GRIEF makes us all raw. The loss of an individual in circumstances that cannot be contemplated, let alone spoken of, has starkly confronted hundreds of people whom I know, and myself, over the past week. We learnt of the death of our friend Tom O'Gorman as we woke up on Sunday morning.
The actual details were only made public on Monday and they brought with them revulsion, despair and hopelessness: revulsion at the desecration that had taken place, despair that any human being could descend to commit such vile acts and hopelessness because there seemed no way forward.
We were locked in a state of horror that froze all thoughts except of Tom and the manner of his death. In the confused melee of emotion there were questions that were unanswered.
Was the person who carried out this terrible deed mentally ill? If so that might help explain the nature of the deed. But still no answers were forthcoming.
There was also anger, first of all that he had died at such a young age, when he was in his prime, anger at the manner of his dying and anger compounded by the content of some of the reporting.
In the circumstances of a death such as this, there are no social or cultural norms to guide us as there are with timely deaths such as the loss of a parent or elderly friend in ripe old age.
The loss of Tom did not occur in his bed, surrounded by loved ones. No! It was premature and disturbingly violent.
We respond to such loss in a state of emotional and social blindness. We instinctively telephoned each other to talk about him.
We did so repeatedly and endlessly. We tried to understand the mind of the person who could carry out such a deed. And we were numb with sadness.
We wanted to meet and support each other but we also had jobs and families to attend to. The telephone was not meeting our emotional or spiritual needs.
Then one of our friends organised a prayer vigil -- the huge crowd that attended was proof of the need we all felt to do something to remember Tom and to repair our collective emotional fragility.
I know that text books describe the importance of "social supports" in various aspects of our lives but never have I witnessed how it operates at the coal face of indescribable grief.
The vigil was an experience in healing such as I have never before experienced. And speaking, even to strangers, it was clear they too felt the same.
This powerful service touched both those of faith and those of none.
It swept away the vileness of the previous few days that had inhabited our waking hours and tormented our sleep.
It showed there was goodness and gentleness in the world as well as suffering and wretchedness.
It helped restore our faith in ourselves and in others, confirming that we all have the same needs when it comes to dealing with loss, even in rare and unspeakable circumstances.
It took us to places that many of us do not often journey to.
In our hundreds we gave each other permission to cry, to be silent, to talk and even smile when we thought of Tom.
The words of his friend the celebrant helped us to recognise that this was about remembering Tom but also about helping us, the congregation, deal with such a cruel tragedy.
The tribute to Tom delivered by a close friend did not embellish Tom but spoke of the real man as we all remembered him, with his foibles and his virtues, the same as the rest of us.
The darkness in the Church, except for a few flickering candles, allowed us to weep without embarrassment.

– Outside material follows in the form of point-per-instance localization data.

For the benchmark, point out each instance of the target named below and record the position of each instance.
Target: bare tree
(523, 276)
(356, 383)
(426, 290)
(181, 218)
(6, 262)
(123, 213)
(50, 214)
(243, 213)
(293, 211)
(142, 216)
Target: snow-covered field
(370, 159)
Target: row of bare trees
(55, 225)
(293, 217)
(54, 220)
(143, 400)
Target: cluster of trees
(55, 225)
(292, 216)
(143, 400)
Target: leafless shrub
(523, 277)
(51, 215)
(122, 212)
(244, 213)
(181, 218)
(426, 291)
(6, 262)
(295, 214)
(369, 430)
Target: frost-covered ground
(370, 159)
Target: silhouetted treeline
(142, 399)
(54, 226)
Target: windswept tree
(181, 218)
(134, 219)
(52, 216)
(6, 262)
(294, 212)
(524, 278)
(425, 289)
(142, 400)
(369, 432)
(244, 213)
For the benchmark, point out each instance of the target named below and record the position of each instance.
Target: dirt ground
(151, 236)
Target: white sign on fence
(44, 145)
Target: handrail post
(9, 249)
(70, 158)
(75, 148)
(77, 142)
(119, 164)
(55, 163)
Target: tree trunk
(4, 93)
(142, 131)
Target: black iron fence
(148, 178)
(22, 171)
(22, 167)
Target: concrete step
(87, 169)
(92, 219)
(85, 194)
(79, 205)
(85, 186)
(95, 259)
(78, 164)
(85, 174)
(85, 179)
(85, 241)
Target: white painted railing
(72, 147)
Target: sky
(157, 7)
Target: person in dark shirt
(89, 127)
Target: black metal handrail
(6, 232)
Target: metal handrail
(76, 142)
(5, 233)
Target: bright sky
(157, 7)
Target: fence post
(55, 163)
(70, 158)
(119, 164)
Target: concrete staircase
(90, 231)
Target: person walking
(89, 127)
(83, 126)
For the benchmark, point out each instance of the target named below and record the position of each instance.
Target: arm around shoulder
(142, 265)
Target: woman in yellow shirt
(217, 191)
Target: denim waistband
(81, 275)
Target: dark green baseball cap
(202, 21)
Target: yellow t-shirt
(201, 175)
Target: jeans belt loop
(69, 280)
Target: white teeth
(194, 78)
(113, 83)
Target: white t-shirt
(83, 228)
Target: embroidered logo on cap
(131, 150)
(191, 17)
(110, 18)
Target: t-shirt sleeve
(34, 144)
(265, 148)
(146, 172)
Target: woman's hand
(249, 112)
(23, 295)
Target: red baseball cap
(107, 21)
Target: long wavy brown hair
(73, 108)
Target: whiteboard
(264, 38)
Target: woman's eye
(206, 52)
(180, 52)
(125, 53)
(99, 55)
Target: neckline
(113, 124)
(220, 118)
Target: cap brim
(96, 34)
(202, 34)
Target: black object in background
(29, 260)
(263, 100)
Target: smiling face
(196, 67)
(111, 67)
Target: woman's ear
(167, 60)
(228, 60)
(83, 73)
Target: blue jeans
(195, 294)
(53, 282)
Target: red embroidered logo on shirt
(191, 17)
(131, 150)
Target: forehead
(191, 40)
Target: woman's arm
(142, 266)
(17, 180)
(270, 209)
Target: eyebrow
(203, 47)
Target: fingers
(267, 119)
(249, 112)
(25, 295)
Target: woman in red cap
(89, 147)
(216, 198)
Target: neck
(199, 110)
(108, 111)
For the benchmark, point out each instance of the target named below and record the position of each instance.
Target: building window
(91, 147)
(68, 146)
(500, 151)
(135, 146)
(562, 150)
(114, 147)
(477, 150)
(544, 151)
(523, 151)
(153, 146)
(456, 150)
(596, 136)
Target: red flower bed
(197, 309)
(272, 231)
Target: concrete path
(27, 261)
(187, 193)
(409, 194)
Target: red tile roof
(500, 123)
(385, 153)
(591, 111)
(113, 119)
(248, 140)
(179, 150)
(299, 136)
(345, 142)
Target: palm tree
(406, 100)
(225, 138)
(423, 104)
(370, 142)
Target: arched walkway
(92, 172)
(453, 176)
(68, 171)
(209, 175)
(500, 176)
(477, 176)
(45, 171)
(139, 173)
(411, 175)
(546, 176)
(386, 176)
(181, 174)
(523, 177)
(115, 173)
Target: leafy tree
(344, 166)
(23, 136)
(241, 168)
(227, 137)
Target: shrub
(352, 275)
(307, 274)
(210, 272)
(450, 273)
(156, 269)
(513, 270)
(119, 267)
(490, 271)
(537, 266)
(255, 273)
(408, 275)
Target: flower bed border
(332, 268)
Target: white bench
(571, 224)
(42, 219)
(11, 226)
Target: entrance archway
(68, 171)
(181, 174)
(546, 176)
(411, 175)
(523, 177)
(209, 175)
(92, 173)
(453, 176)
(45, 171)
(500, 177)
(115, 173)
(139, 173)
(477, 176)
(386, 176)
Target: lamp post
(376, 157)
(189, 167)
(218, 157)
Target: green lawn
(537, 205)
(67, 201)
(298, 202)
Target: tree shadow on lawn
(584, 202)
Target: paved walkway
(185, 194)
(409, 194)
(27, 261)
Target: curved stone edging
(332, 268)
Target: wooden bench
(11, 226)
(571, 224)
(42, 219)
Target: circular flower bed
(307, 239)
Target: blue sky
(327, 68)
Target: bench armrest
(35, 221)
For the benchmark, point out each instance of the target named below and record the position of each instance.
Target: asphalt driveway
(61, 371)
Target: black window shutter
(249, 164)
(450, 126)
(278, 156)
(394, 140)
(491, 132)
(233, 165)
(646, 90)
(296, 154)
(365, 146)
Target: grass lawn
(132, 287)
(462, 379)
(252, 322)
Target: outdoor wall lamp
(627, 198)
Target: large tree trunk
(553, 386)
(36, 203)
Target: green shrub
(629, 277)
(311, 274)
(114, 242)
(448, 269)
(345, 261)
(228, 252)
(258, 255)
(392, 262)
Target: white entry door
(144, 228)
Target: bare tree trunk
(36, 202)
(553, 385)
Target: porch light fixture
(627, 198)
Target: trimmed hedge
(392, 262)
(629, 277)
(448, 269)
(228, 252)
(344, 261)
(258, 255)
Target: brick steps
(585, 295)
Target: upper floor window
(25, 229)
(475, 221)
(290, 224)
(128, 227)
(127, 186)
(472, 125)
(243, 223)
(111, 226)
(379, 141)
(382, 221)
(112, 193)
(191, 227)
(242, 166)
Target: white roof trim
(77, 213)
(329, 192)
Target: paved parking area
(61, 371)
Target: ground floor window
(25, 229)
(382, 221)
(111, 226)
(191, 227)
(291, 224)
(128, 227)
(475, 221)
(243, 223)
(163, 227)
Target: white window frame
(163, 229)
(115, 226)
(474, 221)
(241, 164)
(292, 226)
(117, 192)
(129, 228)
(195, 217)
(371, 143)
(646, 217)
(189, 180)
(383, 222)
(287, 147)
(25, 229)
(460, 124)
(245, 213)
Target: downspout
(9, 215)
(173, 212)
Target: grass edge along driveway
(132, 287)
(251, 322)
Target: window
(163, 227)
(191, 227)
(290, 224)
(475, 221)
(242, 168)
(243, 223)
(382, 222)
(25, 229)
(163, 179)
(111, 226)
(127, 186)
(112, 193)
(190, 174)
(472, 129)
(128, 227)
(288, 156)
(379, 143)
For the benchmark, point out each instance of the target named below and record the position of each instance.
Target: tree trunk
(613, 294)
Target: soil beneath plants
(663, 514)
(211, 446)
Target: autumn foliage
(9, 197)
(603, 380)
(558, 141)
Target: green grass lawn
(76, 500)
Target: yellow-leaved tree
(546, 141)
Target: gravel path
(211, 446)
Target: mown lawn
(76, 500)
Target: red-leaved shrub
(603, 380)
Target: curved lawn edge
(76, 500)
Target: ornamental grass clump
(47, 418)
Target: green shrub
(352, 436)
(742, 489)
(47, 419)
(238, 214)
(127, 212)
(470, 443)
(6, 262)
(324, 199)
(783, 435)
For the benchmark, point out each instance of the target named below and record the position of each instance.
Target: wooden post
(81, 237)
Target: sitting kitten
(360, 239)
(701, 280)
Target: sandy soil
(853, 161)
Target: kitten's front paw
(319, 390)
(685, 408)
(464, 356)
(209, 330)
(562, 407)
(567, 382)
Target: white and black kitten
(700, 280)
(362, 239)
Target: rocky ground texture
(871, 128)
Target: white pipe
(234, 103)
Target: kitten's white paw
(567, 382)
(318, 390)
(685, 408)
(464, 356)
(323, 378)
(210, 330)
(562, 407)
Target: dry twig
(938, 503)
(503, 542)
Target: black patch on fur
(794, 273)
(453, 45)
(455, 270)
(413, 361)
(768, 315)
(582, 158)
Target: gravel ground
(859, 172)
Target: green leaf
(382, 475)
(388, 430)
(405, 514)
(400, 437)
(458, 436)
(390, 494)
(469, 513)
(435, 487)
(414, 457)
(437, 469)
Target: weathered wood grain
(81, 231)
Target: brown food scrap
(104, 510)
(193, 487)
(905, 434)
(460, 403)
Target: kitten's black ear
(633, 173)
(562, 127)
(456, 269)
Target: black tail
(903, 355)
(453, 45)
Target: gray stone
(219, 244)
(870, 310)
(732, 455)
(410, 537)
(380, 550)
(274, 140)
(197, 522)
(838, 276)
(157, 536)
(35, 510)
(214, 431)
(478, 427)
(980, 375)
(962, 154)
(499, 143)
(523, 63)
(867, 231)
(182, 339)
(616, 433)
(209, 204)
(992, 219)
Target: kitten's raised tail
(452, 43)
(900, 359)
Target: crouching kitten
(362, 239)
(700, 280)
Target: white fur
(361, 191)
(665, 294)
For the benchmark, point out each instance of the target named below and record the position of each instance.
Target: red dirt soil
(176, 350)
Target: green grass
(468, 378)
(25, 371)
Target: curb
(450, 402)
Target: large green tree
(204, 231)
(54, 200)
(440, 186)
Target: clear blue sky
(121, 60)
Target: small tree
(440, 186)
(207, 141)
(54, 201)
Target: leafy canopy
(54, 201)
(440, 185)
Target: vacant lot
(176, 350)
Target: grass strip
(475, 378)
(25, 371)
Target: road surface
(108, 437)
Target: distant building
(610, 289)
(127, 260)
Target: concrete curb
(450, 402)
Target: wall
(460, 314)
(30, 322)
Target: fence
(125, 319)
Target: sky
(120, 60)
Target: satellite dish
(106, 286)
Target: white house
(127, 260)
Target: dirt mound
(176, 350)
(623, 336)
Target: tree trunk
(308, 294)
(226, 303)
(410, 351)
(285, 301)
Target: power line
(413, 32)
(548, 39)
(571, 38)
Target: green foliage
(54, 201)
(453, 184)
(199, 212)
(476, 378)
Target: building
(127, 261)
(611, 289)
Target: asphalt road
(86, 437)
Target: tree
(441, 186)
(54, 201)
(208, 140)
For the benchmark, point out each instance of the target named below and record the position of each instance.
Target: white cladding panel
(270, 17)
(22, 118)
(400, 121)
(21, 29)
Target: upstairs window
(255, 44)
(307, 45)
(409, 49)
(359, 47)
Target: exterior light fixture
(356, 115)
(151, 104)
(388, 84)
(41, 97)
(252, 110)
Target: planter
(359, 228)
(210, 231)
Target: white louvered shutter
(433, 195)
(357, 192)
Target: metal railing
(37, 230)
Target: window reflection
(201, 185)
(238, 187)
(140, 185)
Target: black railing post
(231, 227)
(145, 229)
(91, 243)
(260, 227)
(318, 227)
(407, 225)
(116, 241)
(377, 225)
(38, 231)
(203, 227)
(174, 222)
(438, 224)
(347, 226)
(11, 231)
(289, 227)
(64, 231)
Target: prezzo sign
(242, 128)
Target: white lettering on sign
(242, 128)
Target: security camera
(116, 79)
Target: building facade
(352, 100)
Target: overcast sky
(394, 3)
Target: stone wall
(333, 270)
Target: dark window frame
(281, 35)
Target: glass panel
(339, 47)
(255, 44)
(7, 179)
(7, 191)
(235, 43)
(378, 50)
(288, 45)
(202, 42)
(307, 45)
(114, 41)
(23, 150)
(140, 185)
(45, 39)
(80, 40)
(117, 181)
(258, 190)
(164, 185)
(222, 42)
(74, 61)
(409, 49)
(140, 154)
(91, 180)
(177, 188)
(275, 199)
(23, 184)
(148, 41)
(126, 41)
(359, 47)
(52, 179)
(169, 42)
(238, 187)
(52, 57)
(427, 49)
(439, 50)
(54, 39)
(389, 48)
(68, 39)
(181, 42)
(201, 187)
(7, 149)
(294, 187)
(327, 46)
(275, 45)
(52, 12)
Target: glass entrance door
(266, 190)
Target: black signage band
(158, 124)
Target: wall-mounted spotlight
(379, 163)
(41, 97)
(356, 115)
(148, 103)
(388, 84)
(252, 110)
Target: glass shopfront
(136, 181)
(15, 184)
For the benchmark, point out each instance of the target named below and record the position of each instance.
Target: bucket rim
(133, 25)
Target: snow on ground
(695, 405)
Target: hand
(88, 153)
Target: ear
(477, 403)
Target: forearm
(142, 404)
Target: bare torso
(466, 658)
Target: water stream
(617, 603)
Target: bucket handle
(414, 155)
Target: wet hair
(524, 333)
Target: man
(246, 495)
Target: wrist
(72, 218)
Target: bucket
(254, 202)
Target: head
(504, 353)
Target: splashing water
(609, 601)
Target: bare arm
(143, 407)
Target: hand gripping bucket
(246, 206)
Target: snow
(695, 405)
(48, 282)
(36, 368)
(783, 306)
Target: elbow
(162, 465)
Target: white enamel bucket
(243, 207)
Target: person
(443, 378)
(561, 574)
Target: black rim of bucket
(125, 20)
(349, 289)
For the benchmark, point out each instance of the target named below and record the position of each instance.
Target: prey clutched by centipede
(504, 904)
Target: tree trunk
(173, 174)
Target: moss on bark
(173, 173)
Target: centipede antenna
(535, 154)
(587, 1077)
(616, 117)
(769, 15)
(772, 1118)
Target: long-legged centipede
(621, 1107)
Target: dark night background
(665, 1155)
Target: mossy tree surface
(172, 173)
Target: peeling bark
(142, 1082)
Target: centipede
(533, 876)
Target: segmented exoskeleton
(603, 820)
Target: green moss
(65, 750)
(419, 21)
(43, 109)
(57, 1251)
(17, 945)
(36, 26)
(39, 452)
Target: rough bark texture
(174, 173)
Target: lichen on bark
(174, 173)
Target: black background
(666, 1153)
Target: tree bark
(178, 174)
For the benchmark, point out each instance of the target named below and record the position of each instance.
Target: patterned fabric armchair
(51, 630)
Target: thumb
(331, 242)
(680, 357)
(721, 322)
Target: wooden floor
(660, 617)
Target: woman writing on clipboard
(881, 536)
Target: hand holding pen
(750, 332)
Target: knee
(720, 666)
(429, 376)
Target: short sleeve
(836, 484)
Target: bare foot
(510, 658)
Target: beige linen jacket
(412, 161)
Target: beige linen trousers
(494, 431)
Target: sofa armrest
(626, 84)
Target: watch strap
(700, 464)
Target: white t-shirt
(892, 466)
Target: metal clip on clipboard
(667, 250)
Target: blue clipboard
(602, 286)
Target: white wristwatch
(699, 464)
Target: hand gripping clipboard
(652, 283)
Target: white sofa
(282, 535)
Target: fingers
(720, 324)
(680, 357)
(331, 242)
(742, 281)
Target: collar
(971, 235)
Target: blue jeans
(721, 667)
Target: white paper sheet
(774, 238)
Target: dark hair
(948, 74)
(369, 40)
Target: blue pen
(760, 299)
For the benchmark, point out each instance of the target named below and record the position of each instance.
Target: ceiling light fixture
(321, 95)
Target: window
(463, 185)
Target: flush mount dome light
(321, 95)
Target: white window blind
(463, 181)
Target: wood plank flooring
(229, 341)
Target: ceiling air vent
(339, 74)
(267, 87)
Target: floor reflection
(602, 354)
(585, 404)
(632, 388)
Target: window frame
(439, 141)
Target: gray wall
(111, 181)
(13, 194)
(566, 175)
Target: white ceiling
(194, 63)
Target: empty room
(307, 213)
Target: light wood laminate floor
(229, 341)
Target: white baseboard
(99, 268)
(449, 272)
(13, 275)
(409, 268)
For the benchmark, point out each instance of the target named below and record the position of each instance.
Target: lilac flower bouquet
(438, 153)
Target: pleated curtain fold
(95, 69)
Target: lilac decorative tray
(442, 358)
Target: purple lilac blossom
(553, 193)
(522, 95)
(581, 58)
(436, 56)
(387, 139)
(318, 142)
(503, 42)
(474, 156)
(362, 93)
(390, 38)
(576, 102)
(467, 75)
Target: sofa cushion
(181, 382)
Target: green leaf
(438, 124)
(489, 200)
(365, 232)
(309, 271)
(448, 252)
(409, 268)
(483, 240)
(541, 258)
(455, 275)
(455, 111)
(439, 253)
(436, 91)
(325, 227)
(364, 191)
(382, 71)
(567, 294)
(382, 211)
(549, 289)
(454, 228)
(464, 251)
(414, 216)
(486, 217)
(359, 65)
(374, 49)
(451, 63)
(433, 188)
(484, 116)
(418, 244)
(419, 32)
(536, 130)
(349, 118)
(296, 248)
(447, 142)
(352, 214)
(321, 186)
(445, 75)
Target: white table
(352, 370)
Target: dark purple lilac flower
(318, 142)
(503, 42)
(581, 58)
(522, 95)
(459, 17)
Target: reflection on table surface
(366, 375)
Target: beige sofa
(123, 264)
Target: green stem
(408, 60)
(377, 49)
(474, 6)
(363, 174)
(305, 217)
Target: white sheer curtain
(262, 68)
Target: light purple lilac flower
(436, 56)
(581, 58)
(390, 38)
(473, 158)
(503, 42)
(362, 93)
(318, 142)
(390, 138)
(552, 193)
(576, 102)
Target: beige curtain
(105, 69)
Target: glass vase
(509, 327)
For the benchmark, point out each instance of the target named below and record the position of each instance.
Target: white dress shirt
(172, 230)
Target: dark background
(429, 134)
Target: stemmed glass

Yet the dim light also told us that hope still existed.
The silence, so profound, that you could hold it, quelled our anger and turmoil and it was finally laid to rest by the lone singer entoning Faure's Pie Jesu -- (good Jesus) .
The words of the last line said it all "sempiternam requiem, sempiternam requiem" (everlasting rest, everlasting rest).
Then the lights slowly illuminated the church. And we reluctantly roused ourselves realising that we could talk and even begin to smile again as we dallied in the aisles, comforted that there was a future transcending the suffering of this world.